The incidence of endometrial cancer (EC) is rising in many countries, with an estimated of 417,367 new cases and 97,370 deaths worldwide in 2020 (1). Unlike many other cancers, where the prognosis has improved over time, mortality from EC is rising in many countries, including the UK (2). In the USA, endometrial and cervical cancer are the only malignancies for which the five-year survival has decreased when comparing the 1975-77 period with 2006-12 (from 86.9–83.4% for EC) (3). At present the first-line systemic therapy for advanced EC is platinum-based chemotherapy, however response rates are modest. A Cochrane review (4) identified three main combinations: Cisplatin with doxorubicin, cisplatin with doxorubicin and paclitaxel and cisplatin with doxorubicin and cyclophosphamide and although adjuvant chemotherapy following surgery did improve overall survival there is still uncertainty as to the optimum regimen. New agents, in particular immune checkpoint inhibitors, appear to hold great potential for EC cases with microsatellite instability (MSH-H)/mis-match repair gene deficiencies (dMMR), either as monotherapy or in combination with other agents, for example a multireceptor tyrosine kinase inhibitor, however outcome in microsatellite stable (MSS) tumours is lower (5).
EC is reported to contain the greatest proportion of PI3K mutations of all cancers (6). Of these, PTEN, PIK3CA and PIK3R1 are the most commonly mutated, with rates of 63.5%, 52.2% and 30.9% respectively, much higher to any other cancer studied in The Cancer Genome Atlas dataset (7). It is therefore unsurprising that many novel targeted therapies for recurrent/advanced EC focus on this pathway.

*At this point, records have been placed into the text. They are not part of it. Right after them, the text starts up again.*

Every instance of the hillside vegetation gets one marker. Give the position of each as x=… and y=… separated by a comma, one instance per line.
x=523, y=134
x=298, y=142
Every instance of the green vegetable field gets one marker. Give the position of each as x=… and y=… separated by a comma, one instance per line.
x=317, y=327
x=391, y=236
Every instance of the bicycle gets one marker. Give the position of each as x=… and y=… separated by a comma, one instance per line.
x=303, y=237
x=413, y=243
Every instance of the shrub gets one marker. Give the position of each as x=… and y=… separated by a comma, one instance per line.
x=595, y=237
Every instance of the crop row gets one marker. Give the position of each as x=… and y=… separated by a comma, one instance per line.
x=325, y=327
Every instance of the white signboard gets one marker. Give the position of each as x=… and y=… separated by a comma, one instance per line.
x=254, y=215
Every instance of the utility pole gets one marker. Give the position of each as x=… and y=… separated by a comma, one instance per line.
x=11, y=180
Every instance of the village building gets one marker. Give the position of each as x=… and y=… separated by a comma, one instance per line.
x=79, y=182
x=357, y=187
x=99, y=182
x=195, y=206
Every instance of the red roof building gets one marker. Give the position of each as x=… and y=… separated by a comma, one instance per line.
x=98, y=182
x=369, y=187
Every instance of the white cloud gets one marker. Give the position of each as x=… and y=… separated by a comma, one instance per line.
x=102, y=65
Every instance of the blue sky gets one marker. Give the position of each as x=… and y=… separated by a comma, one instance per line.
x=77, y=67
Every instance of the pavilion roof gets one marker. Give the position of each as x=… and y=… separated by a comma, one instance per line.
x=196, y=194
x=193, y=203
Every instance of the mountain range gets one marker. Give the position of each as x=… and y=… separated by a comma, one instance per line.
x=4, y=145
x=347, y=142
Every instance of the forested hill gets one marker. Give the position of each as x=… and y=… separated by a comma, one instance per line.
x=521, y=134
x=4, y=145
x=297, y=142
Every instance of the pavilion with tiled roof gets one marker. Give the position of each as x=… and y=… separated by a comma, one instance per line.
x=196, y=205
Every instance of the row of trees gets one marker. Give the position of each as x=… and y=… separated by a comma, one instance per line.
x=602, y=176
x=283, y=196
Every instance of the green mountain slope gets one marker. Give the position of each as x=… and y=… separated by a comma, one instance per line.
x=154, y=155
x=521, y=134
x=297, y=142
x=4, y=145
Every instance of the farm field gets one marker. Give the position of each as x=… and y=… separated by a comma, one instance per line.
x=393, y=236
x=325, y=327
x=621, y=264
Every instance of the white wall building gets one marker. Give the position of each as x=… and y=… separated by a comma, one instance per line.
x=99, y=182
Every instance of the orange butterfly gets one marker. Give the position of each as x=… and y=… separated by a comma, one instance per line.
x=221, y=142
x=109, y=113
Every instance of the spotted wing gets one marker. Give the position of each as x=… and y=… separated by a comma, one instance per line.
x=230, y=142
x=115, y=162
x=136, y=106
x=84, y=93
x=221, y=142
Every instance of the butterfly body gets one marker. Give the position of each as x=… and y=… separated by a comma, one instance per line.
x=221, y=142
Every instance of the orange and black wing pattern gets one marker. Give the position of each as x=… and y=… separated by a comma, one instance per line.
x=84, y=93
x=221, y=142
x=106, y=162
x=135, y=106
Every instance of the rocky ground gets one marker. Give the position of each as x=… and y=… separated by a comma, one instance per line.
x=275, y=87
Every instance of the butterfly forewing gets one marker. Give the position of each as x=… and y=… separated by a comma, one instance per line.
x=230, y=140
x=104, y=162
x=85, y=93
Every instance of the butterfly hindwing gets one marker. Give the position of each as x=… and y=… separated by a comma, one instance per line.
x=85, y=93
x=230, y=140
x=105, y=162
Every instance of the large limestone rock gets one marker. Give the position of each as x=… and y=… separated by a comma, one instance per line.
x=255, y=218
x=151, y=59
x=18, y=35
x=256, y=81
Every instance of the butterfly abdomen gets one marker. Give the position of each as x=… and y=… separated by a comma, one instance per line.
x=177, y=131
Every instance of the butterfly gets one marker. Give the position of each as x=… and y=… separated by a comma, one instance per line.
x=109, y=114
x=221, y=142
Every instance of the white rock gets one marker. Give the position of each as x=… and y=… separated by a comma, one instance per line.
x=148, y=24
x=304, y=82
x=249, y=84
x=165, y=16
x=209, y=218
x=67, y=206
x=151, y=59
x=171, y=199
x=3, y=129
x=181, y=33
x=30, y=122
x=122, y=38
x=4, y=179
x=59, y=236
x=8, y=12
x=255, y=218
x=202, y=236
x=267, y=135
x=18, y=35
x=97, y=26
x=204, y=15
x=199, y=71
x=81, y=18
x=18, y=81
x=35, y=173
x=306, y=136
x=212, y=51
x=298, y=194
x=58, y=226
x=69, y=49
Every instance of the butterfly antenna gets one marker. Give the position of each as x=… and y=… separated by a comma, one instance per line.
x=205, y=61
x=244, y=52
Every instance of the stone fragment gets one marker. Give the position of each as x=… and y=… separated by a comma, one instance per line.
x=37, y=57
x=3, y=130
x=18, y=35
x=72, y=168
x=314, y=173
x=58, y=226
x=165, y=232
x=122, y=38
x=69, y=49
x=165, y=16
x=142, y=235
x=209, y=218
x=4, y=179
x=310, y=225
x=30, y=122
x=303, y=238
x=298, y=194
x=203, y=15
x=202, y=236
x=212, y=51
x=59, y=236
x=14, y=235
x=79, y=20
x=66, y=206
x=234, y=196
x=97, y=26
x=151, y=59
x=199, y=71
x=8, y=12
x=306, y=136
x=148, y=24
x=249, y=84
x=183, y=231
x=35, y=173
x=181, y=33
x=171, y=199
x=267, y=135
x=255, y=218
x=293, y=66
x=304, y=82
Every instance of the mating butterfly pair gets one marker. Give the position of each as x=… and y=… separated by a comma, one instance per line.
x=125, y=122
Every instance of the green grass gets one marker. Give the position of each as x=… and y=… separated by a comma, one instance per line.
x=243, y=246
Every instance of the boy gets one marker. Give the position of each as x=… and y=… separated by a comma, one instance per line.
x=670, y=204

PI3K is a family of kinases that are categorised into three classes. Class I is the best described and most involved in tumourigenesis. The Class I catalytic subunit (p110a) is encoded by the PIK3CA gene, while its regulatory subunit (p85) is encoded by the PIK3R1-3 genes (8). Signals from tyrosine kinase receptors (RTK) and G-protein-coupled receptors in the cell membrane lead to PI3K activation, which in turn phosphorylates phosphatidylinositol 4,5-bisphosphate (PIP2) and converting it to phosphatidylinositol 3,4,5-triphosphate (PIP3). PIP3 can be dephosphorylated by the PTEN phosphatase and reverted back to PIP2, which halts the downstream effects of PIP3. In the absence of this action, PIP3 recruits phosphoinositide-dependent kinase-1 (PDK1) and protein kinase B (AKT) in the inner cell membrane. PDK1 subsequently phosphorylates AKT and this activity increases even further following AKT’s phosphorylation by the mammalian target of rapamycin complex 2 (mTORC2) (9).
The activated AKT has several downstream effectors (10). One of the most important is the activation of the mammalian target of rapamycin complex 1 (mTORC1), which results in increased synthesis of proteins and survival, common feature of most cancers (11).
Another well-studied intracellular signalling pathway is the MAPK, which is responsible for several key cellular functions, including proliferation, differentiation and apoptosis (12), and is commonly involved in many cancers (13). Studies have also proposed a direct association between oestrogenic stimulation (common feature in the majority of endometrial cancers) and MAPK activation (14). Each MAPK pathway is a phosphorylating cascade that involves a minimum of three kinases (MAP3K, MAP2K and MAPK) (15). Five MAPK cascades have been characterized in mammals (16) with the most extensively investigated being the extracellular signal-regulated kinases 1 and 2 (ERK1 and ERK2). The MAPK pathway is triggered by cell surface RTK stimulation, followed by Ras activation (16). Ras will then recruit Raf and MEK1/2 phosphorylation subsequently ensues, followed by ERK1/2 phosphorylation.
Several PI3K and/or mTOR inhibitors have been tested in vitro with encouraging results (17–19), however, to date have failed to demonstrate efficacy in clinical trials when tested as monotherapies (20–23). Similar outcomes have been reported with MEK inhibitors, with in vitro efficacy demonstrated with several agents (Cobimetinib, UO126, Sorafenib and Selumetinib) (24–27) but failure in early phase clinical trials (28, 29). This therefore raises the question as to whether combination therapy, rather than monotherapy, would be a better strategy for any of these targeted agents in clinical practice, as well as highlighting the need for personalized therapies matching targeted inhibitors to driver mutations within the tumour.
To explore novel potential therapies for EC, we tested a PI3K and histone deacetylase (HDAC) inhibitor (CUDC-907) together with a panel of MEK inhibitors, aiming to identify synergistic combinations for killing endometrial cancer cells carrying different driver mutations.